Fifteen randomly selected healthy male volunteers aged between 25 and 40 years participated in this study. The mean age, height, and weight were 32.1 ± 4.4 years, 173.4 ± 7.4 cm, and 74.6 ± 7.1 kg, respectively. None of them had any previous experience of +Gx acceleration. Participants were screened for their fitness to undergo centrifuge run. Subjects with any medical disability or history of cardiorespiratory illness were excluded from the study. A written informed consent was obtained from the volunteers before the study. The protocol was approved by the Institute Ethics Committee.

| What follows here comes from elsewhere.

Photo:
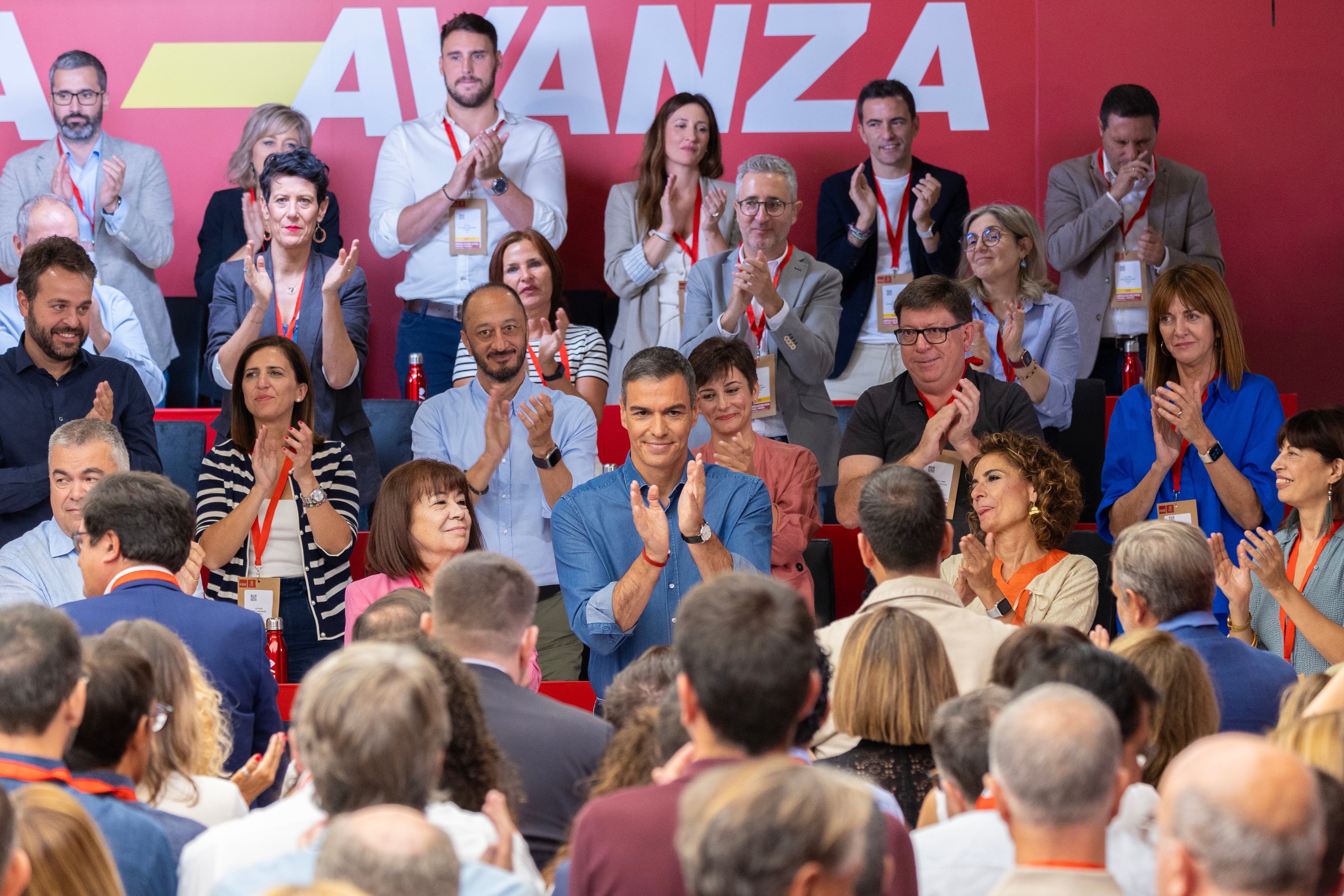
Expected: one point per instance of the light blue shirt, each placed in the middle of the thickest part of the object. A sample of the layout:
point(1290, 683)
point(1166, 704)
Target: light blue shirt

The HPHC at the IAM, Indian Air Force manufactured by M/s AMST®, Austria, was used to simulate the acceleration profiles. Equivital Wireless Physiological Monitoring System (Equivital EQ02, Hidalgo, UK) was used to record the physiological parameters. Visual analog scale (VAS) was used for subjective assessment of discomfort/pain during the HPHC run.

Experimental protocol

The participants were advised to abstain from alcohol and to have adequate rest and sleep on the day before the experiment. On the day of experimentation, they reported to the department of Acceleration Physiology and Spatial Orientation (AP&SO) at 0800 h. After resting for 15 min, they were instrumented and their baseline physiological parameters were recorded. Thereafter, they were strapped up in the gondola of the HPHC and pre-run physiological parameters (HR, RR, and SpO2) were recorded.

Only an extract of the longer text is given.